Primeira Pregação de Quaresma - 2015
“A ALEGRIA DO EVANGELHO PREENCHE O
CORAÇÃO E A VIDA”
Reflexões sobre a “Evangelii gaudium”, do
papa Francisco
Gostaria de aproveitar a ausência do Santo Padre,
nesta primeira meditação da Quaresma, para propor uma reflexão sobre a sua
exortação apostólica Evangelii Gaudium (EG), que eu não me atreveria a fazer em
presença dele. Não será, é claro, um comentário sistemático, e sim uma reflexão
em conjunto, procurando assimilar alguns dos seus pontos cruciais.
1. O
encontro pessoal com Jesus de Nazaré
Escrita em conclusão do sínodo dos bispos sobre a
nova evangelização, a exortação apresenta três polos de interesse interligados:
o sujeito, o objeto e o método de evangelização, ou seja, quem deve
evangelizar, o que se deve evangelizar e como se deve evangelizar. Sobre o
sujeito evangelizador, o papa diz que se trata de todos os batizados:
"Em virtude do batismo recebido, todos os
membros do povo de Deus se tornaram discípulos missionários (cf. Mt 28,19).

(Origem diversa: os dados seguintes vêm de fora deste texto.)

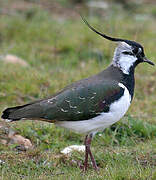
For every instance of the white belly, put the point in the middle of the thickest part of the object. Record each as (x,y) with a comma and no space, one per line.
(104,120)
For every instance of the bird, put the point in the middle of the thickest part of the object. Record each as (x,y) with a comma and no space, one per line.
(92,104)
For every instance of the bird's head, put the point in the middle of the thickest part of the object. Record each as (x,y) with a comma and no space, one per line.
(128,54)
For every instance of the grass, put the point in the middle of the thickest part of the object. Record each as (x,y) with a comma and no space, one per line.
(60,51)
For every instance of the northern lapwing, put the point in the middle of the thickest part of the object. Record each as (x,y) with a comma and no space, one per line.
(92,104)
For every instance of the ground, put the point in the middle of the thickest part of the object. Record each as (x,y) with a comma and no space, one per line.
(59,49)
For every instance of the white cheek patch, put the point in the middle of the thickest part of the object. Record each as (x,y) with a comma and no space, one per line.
(125,62)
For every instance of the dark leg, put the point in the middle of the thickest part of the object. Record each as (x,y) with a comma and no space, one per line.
(86,154)
(87,143)
(92,158)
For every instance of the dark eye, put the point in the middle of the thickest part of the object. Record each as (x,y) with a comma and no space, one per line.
(128,53)
(135,50)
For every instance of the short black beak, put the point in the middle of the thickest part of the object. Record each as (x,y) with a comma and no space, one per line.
(148,61)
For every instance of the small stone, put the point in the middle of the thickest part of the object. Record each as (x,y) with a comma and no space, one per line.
(69,149)
(9,58)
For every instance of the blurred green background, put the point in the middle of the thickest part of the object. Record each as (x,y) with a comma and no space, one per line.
(44,46)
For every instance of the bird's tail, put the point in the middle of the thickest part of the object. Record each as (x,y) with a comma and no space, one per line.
(28,111)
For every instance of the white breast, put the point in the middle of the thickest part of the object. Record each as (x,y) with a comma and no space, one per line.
(104,120)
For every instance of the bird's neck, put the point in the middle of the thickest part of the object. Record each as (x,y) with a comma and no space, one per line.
(127,80)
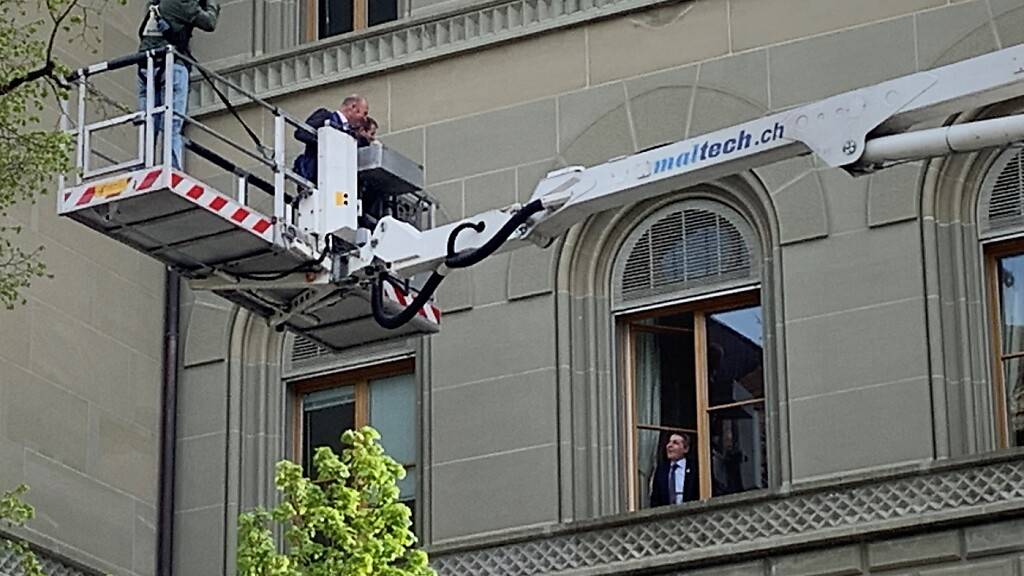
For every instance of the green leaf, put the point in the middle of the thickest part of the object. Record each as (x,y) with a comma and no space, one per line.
(348,522)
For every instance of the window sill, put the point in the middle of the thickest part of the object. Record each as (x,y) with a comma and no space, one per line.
(401,43)
(754,524)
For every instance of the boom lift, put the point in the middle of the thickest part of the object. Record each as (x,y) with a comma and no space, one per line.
(354,257)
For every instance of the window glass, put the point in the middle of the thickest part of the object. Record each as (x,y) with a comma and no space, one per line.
(380,11)
(1011,289)
(709,415)
(325,415)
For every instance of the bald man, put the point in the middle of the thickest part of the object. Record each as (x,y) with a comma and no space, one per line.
(348,118)
(675,481)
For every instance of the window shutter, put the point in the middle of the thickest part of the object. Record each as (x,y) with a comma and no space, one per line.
(305,350)
(681,248)
(1003,195)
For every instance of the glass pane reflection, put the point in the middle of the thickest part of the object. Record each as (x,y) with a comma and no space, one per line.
(1013,381)
(735,356)
(738,449)
(1012,302)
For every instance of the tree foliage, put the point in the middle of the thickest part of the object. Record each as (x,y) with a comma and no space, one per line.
(13,513)
(32,149)
(347,523)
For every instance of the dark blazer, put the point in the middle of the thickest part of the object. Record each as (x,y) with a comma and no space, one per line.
(305,163)
(659,485)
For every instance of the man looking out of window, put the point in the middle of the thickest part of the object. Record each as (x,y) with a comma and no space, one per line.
(674,481)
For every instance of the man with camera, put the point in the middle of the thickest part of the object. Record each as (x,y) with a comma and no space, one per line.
(171,23)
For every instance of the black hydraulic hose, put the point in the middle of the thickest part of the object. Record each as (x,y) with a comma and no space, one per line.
(398,320)
(454,260)
(477,228)
(468,258)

Todo batizado, seja qual for a sua função na Igreja e o nível de instrução da
sua fé, é um sujeito ativo da evangelização e seria inadequado pensar num
esquema de evangelização realizado por atores qualificados e no qual o resto do
povo fiel fosse apenas receptor das suas ações. A nova evangelização tem de
envolver um novo protagonismo de cada um dos batizados" (nº 120).
Esta afirmação não é nova. Ela já tinha sido feita
pelo beato Paulo VI na Evangelii nuntiandi e por São João Paulo II na
Christifideles laici. Bento XVI também insistiu no papel especial de
evangelização reservado à família[1]. Antes ainda, o chamado universal a
evangelizar tinha sido proclamado pelo decreto Apostolicam actuositatem, do
Concílio Vaticano II. Certa vez, ouvi um leigo norte-americano começar assim um
discurso de evangelização: "Dois mil e quinhentos bispos, reunidos no
Vaticano, me escreveram pedindo para vir anunciar o Evangelho a vocês".
Todos, é claro, ficaram curiosos para saber quem era aquele homem. E ele então,
cheio de bom humor, explicou que os dois mil e quinhentos bispos eram os que
tinham participado do Concílio Vaticano II e escrito o documento sobre o
apostolado dos leigos. Ele estava absolutamente certo: aquele documento não era
genérico, mas dirigido a todos os batizados e ele o considerava justamente como
dirigido a ele em pessoa.
Não é, portanto, neste ponto que se deve procurar a
novidade da EG do papa Francisco. Ele apenas reitera o que seus antecessores
tinham inculcado repetidamente. A novidade tem de ser buscada em outro lugar,
no apelo que ele faz aos leitores no início da carta e que, penso eu, constitui
o coração de todo o documento:
"Convido todos os cristãos, de todo lugar e
situação, a renovar hoje mesmo o seu encontro pessoal com Jesus Cristo, ou,
pelo menos, a tomar a decisão de se deixar encontrar por Ele, de procurá-lo
todos os dias com firmeza. Não há motivo para que alguém ache que este convite
não é para ele" (EG, nº 3).
Isto quer dizer que o objetivo último da
evangelização não é a transmissão de uma doutrina, mas o encontro com uma
pessoa, Jesus Cristo. A possibilidade de tal encontro cara a cara depende do
fato de que, ressuscitado, Jesus está vivo e quer andar ao lado de cada crente,
do mesmo jeito que andou ao lado dos dois discípulos na estrada para Emaús;
mais ainda, do mesmo jeito que estava presente no coração de ambos quando eles
voltavam para Jerusalém, depois de recebê-lo na partilha do pão.